A couple of weeks before “Closing Time“ came out, however, this new head of radio promo at the label had a meeting with us while “Closing Time” was already being played out by radios across the states. She told us: “‘Closing Time’ is going to be huge, how does that feel?” and I was like “I don’t know if it’s going to be huge … I don’t feel anything about it” and she said that it was obvious. She was absolutely right, and I had no idea! If someone told me that 23 years later it would still be on the radio and it would still get played at parties and bars I would not have believed that. I knew it was a good song and I played it for my lawyer back then and he said: “wow Dan you’ve finally written a song dumb enough to be a hit.” [laughs]

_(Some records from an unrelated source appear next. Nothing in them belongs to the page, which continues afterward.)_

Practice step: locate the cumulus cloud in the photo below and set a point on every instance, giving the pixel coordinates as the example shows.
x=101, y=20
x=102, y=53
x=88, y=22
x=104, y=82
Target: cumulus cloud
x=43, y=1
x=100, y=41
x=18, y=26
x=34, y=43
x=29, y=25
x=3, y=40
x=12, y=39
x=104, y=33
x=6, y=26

That’s hilarious! Though I guess your lawyer’s off the Christmas list!? By the way, to go on a slight tangent, I love your series Words And Music In Six Seconds. What inspired that and how did that come about?

Semisonic: When I was first getting into social media, I came upon a series on Vine by a screenwriter named Brian Koppelman, who’s got a TV show called Billions. He had this thing called “scriptwriting in 6 seconds” or something like that, and every day he would give some short piece of advice about writing movies. I thought it’d be a cool thing to try for songwriters, so I tried that and got really excited. I did a lot of them in the first year, switched them over to Instagram and Twitter, and did a lot more, and now it’s just becoming this thing that I really care a lot about. I’m just sharing my thoughts and trying to say the shortest possible thing that can be the most helpful to a songwriter or an artist.

That’s amazing! For our last question, what advice would you give to aspiring songwriters or just any creatives wanting to follow in your footsteps?

Semisonic: Well, I guess that I would say three things. I would say, find your creative community, don’t wait to meet the biggest gatekeeper in the world that is one day going to let you into the magical castle. Second thing I would say: it’s about having a practice. People talk a lot about novelists who are famously getting up early in the morning and writing for 5 hours and then they go about the rest of their day. Maybe songwriters are the opposite; maybe they do their day job or anything else they have to do, and then they have to put in their 5 hours at the end of the day. Whatever it is, you just have to find that practice that is something you can repeat.

That’s where pleasure and skill come from. The last thing would be, find ways to train yourself to believe that you’re always going to have another idea later. So if you’re in a session and someone is like “who’s got a start for a song,” just show them your best idea. Why? Because in a couple of years you’re going to beat it 50 times with other great ideas. So no idea is so precious that you can’t use it today, so use your great ideas right away.